I was feeling uneasy about it all, of course, as I headed to Hamilton for the first event. Not because I didn’t want to talk about any of this, whether from the right-wing shitheads or from the COVID-conscious folks, just because it feels *fucking weird* for so many people to have opinions on me. Like, I can’t emphasize this enough — it feels *not good at the fuck all* to know that things that I do make people so mad, so very mad that they feel personally moved to try and get things I’m involved in cancelled. Maybe I need an assistant who can carefully pour over what I write. She would have stopped me from tweeting that I was excited about next year for sure.
And, while on most days I can ignore it, sometimes I can’t. And I react, respond in kind, feel the doom — drink the proverbial caffenated coffee — let it take over.
I don’t have security. I don’t have a job or a boss or any line into anyone with power. That’s the funny thing about doing the work that I do — when I book a flight in the opposite direction, it’s all me.
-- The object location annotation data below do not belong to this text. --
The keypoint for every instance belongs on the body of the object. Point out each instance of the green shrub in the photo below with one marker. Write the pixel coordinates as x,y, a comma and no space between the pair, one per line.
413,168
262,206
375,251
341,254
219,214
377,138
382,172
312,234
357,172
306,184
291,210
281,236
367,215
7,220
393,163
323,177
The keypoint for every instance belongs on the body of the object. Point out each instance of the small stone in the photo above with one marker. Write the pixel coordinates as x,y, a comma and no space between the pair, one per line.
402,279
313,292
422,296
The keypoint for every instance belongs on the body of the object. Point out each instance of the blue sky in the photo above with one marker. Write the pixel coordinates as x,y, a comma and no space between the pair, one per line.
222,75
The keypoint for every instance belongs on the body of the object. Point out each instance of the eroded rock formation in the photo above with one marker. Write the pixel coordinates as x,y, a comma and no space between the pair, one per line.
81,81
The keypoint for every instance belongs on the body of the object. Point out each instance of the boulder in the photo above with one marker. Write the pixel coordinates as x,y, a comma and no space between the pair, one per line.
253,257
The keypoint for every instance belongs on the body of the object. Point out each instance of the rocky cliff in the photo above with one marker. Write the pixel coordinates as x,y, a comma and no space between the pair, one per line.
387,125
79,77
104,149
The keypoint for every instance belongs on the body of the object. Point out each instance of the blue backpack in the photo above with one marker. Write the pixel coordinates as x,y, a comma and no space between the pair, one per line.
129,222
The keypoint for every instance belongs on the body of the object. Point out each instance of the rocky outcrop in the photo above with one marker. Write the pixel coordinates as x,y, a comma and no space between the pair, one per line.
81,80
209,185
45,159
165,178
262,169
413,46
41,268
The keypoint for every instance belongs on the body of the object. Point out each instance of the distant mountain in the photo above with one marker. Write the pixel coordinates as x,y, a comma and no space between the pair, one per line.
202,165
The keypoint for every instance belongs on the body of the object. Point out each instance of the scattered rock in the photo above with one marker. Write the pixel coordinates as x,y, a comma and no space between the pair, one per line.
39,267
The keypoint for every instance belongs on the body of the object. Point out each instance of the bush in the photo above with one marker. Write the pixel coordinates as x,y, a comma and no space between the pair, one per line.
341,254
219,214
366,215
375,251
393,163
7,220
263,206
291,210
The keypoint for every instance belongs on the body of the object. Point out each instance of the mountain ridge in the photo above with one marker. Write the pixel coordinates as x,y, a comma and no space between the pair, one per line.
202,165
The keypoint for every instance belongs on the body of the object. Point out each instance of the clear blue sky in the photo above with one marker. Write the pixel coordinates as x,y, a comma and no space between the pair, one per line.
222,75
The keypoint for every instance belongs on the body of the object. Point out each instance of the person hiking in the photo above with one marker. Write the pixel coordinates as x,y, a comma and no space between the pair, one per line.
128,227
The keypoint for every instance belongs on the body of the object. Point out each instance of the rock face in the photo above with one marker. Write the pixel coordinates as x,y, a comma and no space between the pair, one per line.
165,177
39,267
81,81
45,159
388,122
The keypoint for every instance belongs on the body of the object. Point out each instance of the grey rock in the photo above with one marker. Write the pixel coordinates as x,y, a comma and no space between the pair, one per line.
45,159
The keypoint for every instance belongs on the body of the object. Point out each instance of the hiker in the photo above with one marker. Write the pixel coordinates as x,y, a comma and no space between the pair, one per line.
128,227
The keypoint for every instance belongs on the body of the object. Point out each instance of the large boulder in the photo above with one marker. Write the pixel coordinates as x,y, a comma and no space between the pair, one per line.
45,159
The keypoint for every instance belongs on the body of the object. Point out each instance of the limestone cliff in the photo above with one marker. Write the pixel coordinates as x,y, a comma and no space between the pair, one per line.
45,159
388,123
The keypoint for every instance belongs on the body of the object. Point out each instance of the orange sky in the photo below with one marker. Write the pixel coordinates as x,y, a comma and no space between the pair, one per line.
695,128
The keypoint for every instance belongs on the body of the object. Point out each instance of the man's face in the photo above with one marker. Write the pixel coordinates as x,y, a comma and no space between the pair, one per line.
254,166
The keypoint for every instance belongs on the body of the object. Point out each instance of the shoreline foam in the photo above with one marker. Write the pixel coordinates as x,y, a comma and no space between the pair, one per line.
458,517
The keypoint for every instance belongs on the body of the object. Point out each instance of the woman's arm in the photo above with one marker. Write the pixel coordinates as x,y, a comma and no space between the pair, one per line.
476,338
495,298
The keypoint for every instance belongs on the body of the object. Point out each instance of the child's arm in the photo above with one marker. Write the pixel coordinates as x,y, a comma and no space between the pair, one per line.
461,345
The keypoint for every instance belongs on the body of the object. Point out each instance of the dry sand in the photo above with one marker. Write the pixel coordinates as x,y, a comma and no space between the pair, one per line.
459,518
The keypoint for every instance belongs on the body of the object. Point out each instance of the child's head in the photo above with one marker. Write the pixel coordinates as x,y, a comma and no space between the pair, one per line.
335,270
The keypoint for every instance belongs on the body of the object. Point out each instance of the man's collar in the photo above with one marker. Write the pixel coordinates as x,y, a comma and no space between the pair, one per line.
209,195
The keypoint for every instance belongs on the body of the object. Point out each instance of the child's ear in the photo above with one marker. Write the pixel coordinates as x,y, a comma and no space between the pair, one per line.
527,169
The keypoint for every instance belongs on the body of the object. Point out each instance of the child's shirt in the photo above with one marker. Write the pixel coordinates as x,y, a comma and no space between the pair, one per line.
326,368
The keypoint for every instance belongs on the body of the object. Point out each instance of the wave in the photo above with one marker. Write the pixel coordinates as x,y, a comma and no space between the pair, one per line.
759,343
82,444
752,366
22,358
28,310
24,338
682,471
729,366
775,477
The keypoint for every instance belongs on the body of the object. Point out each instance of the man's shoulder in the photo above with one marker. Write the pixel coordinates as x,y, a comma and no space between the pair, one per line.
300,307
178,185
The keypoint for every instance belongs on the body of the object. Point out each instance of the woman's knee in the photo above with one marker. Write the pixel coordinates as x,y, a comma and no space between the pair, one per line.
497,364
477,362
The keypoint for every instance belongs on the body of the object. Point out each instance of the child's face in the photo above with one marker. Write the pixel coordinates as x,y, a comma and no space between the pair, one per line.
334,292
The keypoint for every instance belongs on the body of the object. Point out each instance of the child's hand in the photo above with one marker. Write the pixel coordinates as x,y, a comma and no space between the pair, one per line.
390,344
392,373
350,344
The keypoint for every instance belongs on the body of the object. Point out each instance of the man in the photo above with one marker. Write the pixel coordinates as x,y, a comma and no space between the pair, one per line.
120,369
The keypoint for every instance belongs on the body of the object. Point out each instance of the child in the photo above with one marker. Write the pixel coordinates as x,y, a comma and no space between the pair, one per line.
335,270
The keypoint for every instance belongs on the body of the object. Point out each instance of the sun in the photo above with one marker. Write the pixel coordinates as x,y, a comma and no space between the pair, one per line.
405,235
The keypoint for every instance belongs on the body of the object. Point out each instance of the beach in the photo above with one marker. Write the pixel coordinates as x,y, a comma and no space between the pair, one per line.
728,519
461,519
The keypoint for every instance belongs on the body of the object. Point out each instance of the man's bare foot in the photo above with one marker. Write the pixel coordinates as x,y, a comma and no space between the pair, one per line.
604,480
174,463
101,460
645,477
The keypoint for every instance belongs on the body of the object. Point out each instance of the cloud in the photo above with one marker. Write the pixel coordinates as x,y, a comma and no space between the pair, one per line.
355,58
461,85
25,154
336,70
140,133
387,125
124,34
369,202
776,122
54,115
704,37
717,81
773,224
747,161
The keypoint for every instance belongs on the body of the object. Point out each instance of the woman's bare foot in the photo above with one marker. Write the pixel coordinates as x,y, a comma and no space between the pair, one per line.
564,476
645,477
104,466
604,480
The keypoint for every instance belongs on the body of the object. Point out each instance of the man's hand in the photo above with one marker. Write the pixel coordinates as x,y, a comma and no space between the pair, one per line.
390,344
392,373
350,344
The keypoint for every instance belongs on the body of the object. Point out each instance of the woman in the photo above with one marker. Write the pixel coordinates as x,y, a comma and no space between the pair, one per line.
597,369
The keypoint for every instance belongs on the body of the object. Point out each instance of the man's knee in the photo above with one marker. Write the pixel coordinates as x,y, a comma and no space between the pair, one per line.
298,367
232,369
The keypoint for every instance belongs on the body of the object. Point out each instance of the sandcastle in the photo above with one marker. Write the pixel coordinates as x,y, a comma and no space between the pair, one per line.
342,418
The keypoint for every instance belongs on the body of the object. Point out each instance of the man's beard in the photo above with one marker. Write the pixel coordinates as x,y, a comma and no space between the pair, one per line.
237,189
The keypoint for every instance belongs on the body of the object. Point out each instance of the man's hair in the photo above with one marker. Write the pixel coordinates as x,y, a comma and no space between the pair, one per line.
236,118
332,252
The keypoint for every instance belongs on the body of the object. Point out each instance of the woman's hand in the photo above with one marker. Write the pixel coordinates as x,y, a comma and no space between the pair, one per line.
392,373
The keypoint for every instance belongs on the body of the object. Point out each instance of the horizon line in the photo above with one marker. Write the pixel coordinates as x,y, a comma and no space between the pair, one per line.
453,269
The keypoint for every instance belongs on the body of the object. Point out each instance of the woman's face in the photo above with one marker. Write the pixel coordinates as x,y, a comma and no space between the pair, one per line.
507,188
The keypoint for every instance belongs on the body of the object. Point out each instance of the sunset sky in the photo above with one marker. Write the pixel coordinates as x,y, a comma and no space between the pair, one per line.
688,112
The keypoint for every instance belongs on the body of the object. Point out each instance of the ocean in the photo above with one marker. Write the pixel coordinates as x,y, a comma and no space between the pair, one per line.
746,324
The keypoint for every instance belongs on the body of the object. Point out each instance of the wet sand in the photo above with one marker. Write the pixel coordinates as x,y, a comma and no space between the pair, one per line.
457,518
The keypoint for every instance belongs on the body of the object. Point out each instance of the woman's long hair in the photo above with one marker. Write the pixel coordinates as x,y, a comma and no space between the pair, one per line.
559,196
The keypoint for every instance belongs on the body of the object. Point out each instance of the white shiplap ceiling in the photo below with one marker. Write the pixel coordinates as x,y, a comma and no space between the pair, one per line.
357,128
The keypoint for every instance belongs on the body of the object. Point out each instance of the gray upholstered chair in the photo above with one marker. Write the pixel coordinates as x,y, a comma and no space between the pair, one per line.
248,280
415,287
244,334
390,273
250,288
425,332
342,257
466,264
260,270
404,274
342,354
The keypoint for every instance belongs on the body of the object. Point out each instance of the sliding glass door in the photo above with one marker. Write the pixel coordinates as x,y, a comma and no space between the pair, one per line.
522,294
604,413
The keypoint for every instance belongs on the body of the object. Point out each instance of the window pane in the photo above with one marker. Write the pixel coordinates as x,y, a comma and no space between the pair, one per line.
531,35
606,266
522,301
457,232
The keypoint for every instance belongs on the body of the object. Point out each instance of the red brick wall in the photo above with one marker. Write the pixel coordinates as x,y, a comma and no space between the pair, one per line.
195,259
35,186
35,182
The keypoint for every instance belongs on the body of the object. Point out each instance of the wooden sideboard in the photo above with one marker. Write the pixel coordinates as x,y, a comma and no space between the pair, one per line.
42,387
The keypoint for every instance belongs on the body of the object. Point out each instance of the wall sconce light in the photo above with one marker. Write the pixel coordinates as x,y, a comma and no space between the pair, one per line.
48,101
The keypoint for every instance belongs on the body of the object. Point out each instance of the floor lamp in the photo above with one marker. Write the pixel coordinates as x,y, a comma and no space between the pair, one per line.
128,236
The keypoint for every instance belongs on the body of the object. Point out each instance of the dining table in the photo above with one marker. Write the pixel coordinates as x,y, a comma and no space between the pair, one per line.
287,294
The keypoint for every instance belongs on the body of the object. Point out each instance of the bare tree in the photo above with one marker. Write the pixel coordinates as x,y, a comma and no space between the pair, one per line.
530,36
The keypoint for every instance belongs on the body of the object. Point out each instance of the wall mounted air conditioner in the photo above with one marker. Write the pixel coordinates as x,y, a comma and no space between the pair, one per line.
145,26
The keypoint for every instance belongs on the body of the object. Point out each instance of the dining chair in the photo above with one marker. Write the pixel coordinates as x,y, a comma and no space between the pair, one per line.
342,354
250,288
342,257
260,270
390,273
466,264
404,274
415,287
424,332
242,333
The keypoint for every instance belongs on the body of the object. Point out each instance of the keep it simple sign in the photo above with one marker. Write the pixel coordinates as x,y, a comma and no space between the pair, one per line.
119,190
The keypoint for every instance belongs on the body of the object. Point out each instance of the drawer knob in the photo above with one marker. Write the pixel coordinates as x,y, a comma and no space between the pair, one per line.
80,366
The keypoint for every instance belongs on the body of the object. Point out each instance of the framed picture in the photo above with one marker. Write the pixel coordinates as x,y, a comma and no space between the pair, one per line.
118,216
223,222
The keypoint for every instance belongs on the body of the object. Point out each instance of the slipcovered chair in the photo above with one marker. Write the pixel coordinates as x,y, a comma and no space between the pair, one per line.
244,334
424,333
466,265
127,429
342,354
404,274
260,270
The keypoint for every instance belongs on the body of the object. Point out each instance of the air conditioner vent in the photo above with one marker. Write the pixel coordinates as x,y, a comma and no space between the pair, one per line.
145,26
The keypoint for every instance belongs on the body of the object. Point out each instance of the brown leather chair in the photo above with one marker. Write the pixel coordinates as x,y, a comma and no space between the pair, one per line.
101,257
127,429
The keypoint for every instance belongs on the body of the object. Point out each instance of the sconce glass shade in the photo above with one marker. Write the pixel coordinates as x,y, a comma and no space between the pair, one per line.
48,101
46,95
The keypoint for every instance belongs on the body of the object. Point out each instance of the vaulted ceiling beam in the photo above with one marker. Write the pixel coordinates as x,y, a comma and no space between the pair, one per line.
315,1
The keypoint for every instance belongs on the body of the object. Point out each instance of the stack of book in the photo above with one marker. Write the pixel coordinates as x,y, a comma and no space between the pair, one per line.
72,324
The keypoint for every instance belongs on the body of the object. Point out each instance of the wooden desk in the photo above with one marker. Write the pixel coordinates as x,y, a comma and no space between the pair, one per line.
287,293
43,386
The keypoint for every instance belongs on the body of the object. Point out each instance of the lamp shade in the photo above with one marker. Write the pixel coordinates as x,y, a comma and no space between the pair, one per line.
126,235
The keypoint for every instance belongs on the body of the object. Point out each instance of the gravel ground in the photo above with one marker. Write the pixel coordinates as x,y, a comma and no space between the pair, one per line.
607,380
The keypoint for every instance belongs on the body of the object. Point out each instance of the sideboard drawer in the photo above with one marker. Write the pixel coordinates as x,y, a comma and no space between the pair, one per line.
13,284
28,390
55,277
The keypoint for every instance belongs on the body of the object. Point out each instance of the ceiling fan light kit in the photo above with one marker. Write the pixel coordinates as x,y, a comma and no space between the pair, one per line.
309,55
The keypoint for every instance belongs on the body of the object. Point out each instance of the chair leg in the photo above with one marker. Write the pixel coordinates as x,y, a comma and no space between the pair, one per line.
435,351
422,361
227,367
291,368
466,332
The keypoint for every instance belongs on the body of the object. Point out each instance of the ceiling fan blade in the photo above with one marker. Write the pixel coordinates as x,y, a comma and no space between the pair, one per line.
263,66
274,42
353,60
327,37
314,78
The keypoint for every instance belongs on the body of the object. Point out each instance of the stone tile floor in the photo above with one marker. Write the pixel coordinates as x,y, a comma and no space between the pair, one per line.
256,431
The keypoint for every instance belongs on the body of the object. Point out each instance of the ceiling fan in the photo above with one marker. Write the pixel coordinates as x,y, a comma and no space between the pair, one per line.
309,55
All me and my brain and my not paying attention and my fault. I have no parachute.
But then, but then, I see that there is a little camera crew at my event in Hamilton. The event is packed, in a little seminar room and they’ve set up at the back. They film everything I say, hoping that I might start rambling about something that would make me go viral. Hoping that they can steal something I’ve said to give them a higher profile, get $5 more for their GoFundMe, get the footage that every news outlet will want. They wait for 45 minutes after the event while I talk with people. Empty handed, they leave.
They show up the night after in Toronto and do it again. And every time I speak, an oafish fellow jumps to his feet to record what I say.
These are brownshirt tactics. These are tactics intended to provoke, discourage, frighten. Imagine I wasn’t feeling well or thinking straight and everything I said became fodder to destroy my life? Imagine I was nervous and said something unfortunate? Imagine they made me too anxious to think straight and I couldn’t present?
None of these things happened (or would happen) because I’m a professional. I’m practiced. I’ve gone through it all and they can’t shake me. But that isn’t the case for everyone. The filming, the following around, the constant attempts to have my events cancelled, the fear that people instill at the venue of security threats (and I’m not including the COVID folks in here but uhh guys, this is the context in which you’re intervening with me, with the same tactics…) it’s too much. No one should have to endure this just to talk in public.
The mental toll it takes is significant. I completely forgot to bring like six things I needed to have with me for another event I was involved in while there, fretting over all the attention the events were getting. It clutters my brain and it forces me to talk about stupid shit that I don’t want to talk about (like who tf is carima sad anyway).
It’s a major distraction and why me? Why anyone who doesn’t have a six-figure salary, a position in cabinet or who controls the lives of workers?
*I have since learned that this is slang for watching or engaging public sex in the UK
Sorry you have to deal with so much complete bullshit, Nora. I'm a fan and think you're great, as do many, many others. Keep your chins up :) :)
Like I said on the Twitter, comrade, the fascists are learning how to organize and they're hoping that your supporters don't have your superpowers and won't book you so readily in the future.
SUPPORTERS OF NORA: be aware of the fascists, not scared of them.
Stay calm, be brave, wait for the signs and set up your events
so you still learn and build from them even when bullies take their pokes.